Joseph McKinney, saloon owner and the city's first elected sheriff, was shot while trying
to make an arrest during the 1850 Squatters Riot. Daniel Blue in 1850 hosted the first
African American congregation on the Pacific Coast in his Sacramento home. Helen
Beulah Mrose may have been a prostitute, but her claim to fame was that she was the
girlfriend of legendary gunfighter John Wesley Hardin.
Also buried here are 600 Japanese immigrants, their presence memorialized with a stately
carved stone. And among the concrete grave markers "coming home" is one bearing the
name of James Bithell, owner of Sacramento's first bookstore.
"People who've lived here their whole lives don't know about New Helvetia Cemetery,"
says LaPerriere. "It's upsetting to most people in the historic community that it's been
forgotten.

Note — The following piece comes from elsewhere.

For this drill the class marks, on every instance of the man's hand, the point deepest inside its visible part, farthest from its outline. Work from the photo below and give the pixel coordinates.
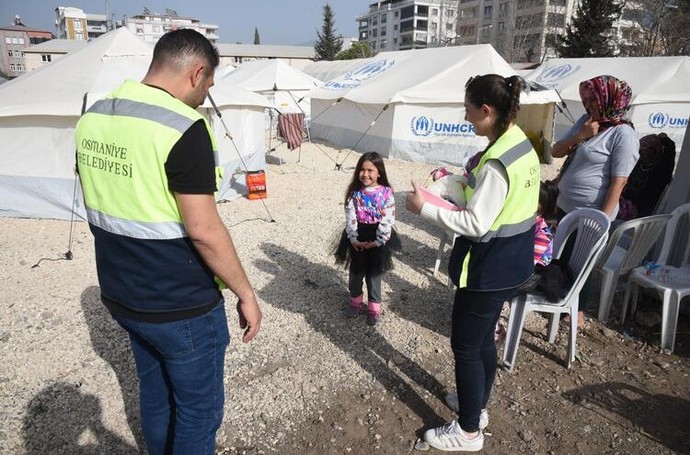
(414, 200)
(250, 317)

Those early Sacramentans sacrificed a lot, died young. Because of what they
did brought us to where we are in Sacramento. Because of what they went through, we
should not forget them."
MEMORIES OF NEW HELVETIA CEMETERY
WHAT: Horse-drawn wagon "parade" to East Lawn Memorial Park and dedication of
historic grave markers
WHEN: Wagon leaves Sutter Middle School, 3150 I St., at 9:30 a.m. Sunday. It is
scheduled to arrive at East Lawn Memorial Park, 4300 Folsom Blvd., at 10:15 a.m.
Ceremony begins at 10:45 a.m. in the New Helvetia section. A tour of East Lawn's
restored Art Deco mausoleum is at 11:30 a.m., with refreshments served at noon.